Rob Wells, chief executive of the Sandpoint, Idaho–based airframer, says the utility aircraft has found a successful niche in the charter, commercial short-haul, corporate, and cargo markets, but its unique features make it an ideal platform for other applications, such as law enforcement, surveillance and military transport. “We have been working on a concept for a year now, and there is no shortage of interest,” he says.
The Kodiak’s appeal comes from a host of features including its wing, which has a discontinuous leading edge, giving it “fantastic” low-speed performance.

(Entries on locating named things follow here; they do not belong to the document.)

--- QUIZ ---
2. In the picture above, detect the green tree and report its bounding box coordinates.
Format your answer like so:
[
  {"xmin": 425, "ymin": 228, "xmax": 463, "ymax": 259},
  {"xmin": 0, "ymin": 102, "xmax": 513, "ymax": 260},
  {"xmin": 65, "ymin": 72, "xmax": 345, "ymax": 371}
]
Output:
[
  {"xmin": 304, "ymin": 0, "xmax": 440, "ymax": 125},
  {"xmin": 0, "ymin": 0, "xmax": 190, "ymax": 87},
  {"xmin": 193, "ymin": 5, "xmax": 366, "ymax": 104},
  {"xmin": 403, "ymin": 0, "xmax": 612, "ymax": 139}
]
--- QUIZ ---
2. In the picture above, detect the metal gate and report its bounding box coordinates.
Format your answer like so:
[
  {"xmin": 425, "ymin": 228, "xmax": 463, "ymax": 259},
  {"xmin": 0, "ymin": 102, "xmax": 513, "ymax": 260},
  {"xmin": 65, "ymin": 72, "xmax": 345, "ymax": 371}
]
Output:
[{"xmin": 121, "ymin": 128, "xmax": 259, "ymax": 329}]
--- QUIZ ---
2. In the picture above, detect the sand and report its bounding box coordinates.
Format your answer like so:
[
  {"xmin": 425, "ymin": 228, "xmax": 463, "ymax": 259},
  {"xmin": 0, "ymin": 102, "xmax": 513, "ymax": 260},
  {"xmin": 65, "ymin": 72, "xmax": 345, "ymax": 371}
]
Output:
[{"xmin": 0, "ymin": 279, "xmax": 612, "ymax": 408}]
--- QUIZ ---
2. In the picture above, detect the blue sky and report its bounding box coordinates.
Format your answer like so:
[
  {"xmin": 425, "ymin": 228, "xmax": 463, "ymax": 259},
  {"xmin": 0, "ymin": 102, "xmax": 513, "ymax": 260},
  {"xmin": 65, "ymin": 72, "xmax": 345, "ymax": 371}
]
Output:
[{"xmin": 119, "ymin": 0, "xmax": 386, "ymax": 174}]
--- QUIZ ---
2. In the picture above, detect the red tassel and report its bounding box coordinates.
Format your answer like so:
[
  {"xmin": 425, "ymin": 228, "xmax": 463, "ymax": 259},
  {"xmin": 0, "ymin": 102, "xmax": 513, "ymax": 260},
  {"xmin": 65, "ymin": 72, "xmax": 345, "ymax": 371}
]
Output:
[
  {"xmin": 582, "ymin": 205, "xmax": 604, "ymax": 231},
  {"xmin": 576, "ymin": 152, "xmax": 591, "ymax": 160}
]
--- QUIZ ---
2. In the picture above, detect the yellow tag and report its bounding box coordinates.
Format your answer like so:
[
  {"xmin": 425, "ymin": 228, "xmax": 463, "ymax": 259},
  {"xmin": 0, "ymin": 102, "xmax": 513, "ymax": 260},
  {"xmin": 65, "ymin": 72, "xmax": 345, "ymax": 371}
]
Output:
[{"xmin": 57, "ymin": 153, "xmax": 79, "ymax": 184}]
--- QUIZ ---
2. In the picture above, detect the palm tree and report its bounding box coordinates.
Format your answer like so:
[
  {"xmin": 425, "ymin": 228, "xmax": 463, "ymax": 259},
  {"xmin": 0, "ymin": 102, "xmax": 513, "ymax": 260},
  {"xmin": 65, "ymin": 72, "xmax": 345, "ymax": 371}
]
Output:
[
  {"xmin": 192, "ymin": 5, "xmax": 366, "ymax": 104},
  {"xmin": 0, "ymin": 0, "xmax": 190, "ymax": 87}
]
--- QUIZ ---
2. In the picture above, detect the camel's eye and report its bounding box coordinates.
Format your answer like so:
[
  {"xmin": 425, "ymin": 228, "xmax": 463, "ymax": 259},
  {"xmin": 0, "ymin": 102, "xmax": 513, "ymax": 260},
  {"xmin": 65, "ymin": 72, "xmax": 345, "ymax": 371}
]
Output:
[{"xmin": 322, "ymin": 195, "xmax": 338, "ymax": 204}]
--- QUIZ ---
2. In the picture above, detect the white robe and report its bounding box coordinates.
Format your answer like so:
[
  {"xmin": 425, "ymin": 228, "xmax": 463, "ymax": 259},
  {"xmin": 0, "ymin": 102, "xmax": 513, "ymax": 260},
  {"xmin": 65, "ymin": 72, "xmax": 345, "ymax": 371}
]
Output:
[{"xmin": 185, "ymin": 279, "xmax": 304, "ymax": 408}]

The Kodiak’s high-wing loading also creates a stable platform – a necessity for a surveillance operation. The Kodiak’s cargo pod can store sensors, and its large cargo door allows for the easy transfer of equipment, while the large windows are “ideal”, Wells says, for an observation role. The aircraft also has a 9.5h loiter time.
In April, Quest introduced the second-generation version of the Kodiak – powered by Pratt & Whitney Canada PT6A-34 – and Wells says response to the aircraft has been “overwhelming”, with 10 examples delivered to date.
The Series II has a host of new enhancements and equipment, including Garmin’s next generation G1000NXi flightdeck; additional storage in the cockpit; a restyled cargo doorstep to “reduce weight and improve functionality”; and improved fuselage seals to provide “even better” soundproofing and cabin ventilation.
Since its introduction in 2008, Quest has incorporated over 200 enhancements into the short take-off and landing Kodiak, including the introduction of two new interiors; an increased landing weight; and the integration of the Garmin GFC 700 automatic flight control system.
FlightGlobal’s Fleets Analyzer database records a global fleet of more than 255 of the all-metal aircraft. The company shipped 31 examples in 2017.